As his momentous series nears its conclusion, Masaaki Suzuki turns his attention to three late cantatas, all presumably composed in the mid-1730s, all richly scored. Cantata No. 100’s two horns (and timpani), flute, and oboe d’amore suggest a festive occasion, but actually which one is not known. Cantata No. 197, with three trumpets, two oboes, and an obbligato bassoon, was composed for a wedding, although, again, the principals are unknown. Given the lavish score—10 numbers divided into two parts—it’s fairly safely assumed that they were persons of rank. Little did they suspect that by simply affixing their names to the score they could have achieved immortality—of a sort! Cantata No. 14 was composed for the fourth Sunday after Epiphany in 1735. Its scoring includes one trumpet, a horn, and two oboes. Bach wrote No. 14 to fill a gap in his chorale cantata cycle of 1724–25; there was no fourth Sunday after Epiphany in 1725. It opens with a contrapuntally complex motet-style chorus, a harbinger, perhaps of The Art of Fugue, which must have been percolating in Bach’s mind at the time. BWV 100 has the distinction of being one of four Leipzig cantatas (along with 97, 117, and 192) in which all movements are based on the chorale melody. It’s also one of the few cantatas without recitatives. Ever the tinkerer, Bach drew upon an existing Christmas cantata for some of BWV 197. Only three movements and a part of a fourth of the earlier cantata have survived. In crafting a viable, performable fragment, the musicologist Diethard Hellmann has returned the favor, in a way, basing his reconstruction of its incomplete alto aria on Bach’s second thoughts.
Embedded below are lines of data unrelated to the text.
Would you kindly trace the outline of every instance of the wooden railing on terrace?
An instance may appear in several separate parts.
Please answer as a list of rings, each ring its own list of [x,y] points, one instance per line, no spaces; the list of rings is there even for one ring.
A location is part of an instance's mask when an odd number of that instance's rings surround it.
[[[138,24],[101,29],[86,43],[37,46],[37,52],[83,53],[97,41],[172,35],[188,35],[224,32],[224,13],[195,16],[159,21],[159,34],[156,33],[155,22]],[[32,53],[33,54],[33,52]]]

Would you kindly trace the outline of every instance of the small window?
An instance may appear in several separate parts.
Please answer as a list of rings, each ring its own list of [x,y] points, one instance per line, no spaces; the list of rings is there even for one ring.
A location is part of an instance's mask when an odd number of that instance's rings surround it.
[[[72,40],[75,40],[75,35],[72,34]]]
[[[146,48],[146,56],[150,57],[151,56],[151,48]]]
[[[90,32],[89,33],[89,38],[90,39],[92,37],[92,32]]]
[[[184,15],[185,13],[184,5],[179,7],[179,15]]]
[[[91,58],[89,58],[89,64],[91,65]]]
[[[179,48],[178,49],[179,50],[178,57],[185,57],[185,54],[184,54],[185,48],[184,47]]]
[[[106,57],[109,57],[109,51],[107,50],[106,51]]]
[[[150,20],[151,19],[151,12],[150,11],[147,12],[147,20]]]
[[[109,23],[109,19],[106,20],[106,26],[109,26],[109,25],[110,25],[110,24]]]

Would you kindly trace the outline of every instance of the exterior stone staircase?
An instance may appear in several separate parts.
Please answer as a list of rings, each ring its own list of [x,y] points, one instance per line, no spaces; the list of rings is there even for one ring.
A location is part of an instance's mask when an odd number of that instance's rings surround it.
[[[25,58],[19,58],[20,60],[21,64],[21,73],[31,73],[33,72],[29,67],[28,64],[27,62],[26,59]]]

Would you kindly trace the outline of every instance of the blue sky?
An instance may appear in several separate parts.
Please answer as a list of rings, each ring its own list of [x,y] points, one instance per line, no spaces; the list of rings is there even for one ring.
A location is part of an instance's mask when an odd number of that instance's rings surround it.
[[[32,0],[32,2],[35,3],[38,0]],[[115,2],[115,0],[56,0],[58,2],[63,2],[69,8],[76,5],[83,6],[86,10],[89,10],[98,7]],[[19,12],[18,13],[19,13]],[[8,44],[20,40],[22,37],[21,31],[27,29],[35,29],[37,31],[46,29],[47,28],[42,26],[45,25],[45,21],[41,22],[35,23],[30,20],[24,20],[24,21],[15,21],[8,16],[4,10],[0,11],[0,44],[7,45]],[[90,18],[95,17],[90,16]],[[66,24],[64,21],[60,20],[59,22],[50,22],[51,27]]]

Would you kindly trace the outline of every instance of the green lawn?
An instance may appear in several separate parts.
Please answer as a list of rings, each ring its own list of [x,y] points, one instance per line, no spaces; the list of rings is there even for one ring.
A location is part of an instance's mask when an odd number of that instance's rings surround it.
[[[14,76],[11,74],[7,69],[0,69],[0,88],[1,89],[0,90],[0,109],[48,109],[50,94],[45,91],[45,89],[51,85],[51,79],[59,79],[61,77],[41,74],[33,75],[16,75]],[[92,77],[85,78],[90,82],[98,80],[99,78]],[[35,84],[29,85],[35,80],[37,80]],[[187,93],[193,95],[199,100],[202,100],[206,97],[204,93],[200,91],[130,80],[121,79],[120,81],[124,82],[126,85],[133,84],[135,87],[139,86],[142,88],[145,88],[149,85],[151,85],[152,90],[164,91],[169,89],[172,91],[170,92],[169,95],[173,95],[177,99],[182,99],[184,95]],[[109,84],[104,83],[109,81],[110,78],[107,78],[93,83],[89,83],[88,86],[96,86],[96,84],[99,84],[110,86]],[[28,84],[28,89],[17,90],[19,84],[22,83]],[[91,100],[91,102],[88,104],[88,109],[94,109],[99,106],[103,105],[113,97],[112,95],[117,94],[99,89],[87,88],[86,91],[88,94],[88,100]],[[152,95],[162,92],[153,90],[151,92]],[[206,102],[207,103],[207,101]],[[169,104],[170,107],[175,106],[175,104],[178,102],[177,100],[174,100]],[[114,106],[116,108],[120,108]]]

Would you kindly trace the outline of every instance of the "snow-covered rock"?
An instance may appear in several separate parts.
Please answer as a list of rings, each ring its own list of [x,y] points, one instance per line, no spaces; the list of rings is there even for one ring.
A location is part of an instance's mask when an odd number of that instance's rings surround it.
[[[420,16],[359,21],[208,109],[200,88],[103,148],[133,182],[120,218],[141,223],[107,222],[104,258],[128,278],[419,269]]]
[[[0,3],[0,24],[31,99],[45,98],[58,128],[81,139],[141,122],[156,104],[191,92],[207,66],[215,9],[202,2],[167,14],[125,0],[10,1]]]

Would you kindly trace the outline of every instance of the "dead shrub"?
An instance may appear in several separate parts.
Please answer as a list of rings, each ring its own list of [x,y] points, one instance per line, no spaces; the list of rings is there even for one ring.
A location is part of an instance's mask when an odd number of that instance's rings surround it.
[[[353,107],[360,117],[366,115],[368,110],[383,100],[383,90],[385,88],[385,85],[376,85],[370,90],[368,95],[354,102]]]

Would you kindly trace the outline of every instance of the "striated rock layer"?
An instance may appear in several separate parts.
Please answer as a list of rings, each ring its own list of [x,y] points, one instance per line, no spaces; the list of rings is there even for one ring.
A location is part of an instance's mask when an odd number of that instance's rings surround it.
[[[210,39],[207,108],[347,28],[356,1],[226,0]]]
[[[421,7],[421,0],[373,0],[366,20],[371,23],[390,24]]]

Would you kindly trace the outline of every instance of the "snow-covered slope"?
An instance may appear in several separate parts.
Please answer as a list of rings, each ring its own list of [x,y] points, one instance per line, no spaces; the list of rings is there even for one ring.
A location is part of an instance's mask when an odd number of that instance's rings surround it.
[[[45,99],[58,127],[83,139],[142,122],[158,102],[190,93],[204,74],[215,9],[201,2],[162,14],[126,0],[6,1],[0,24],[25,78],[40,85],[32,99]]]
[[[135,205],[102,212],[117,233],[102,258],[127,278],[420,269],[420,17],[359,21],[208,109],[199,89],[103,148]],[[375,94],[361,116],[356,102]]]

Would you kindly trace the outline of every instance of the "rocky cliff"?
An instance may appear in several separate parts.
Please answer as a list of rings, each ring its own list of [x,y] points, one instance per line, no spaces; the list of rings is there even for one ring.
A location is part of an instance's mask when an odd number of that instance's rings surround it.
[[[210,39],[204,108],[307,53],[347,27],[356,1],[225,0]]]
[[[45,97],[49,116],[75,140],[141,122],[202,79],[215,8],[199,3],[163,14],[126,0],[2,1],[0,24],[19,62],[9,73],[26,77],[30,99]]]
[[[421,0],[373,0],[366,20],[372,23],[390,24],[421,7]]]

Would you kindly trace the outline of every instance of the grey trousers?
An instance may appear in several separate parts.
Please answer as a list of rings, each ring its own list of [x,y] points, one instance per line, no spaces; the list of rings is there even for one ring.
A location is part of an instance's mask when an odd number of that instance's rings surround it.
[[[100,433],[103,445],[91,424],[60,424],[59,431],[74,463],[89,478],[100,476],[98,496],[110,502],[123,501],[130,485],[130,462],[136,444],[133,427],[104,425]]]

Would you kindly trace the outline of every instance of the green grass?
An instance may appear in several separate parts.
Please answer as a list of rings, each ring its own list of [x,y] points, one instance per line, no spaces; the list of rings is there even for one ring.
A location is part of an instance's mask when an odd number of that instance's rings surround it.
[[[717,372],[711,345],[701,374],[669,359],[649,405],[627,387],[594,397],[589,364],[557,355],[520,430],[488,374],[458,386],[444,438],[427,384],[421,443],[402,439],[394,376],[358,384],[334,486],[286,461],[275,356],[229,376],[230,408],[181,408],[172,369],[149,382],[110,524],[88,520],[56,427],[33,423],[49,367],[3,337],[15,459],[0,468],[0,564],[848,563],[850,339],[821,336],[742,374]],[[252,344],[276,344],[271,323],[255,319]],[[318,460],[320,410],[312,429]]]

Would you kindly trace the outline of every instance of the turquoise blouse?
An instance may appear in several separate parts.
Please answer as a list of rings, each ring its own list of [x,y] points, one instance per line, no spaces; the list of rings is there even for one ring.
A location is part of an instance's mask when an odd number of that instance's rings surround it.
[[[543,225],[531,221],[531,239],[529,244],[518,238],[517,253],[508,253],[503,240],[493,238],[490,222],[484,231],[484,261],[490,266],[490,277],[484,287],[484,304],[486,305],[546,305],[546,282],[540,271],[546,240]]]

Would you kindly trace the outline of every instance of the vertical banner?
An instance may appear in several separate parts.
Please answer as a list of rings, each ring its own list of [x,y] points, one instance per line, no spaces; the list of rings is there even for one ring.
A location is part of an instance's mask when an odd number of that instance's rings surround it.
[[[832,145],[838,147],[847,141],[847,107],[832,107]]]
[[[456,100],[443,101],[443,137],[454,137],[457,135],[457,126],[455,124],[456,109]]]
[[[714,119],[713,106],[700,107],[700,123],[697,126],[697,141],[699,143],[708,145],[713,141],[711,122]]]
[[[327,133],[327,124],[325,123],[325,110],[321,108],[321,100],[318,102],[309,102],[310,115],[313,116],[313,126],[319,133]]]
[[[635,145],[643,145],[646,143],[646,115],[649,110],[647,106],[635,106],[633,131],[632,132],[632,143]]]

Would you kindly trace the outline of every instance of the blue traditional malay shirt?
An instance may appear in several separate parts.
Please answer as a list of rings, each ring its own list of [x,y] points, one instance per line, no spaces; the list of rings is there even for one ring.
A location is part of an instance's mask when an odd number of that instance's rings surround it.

The reconstructed aria, accompanied by a pair of flutes, is tenderly realized by Damien Guillon. Hana Blažíková is brilliant in her aria with trumpet in Cantata No. 14. Gerd Türk and Peter Kooij are their usual dependable selves. The chorus and orchestra—all Japanese except for the solo quartet and the two hornists/trumpeters—are predictably excellent as well. Masaaki’s direction is masterful, as always. It’s another triumph for Suzuki and the Bach Collegium Japan.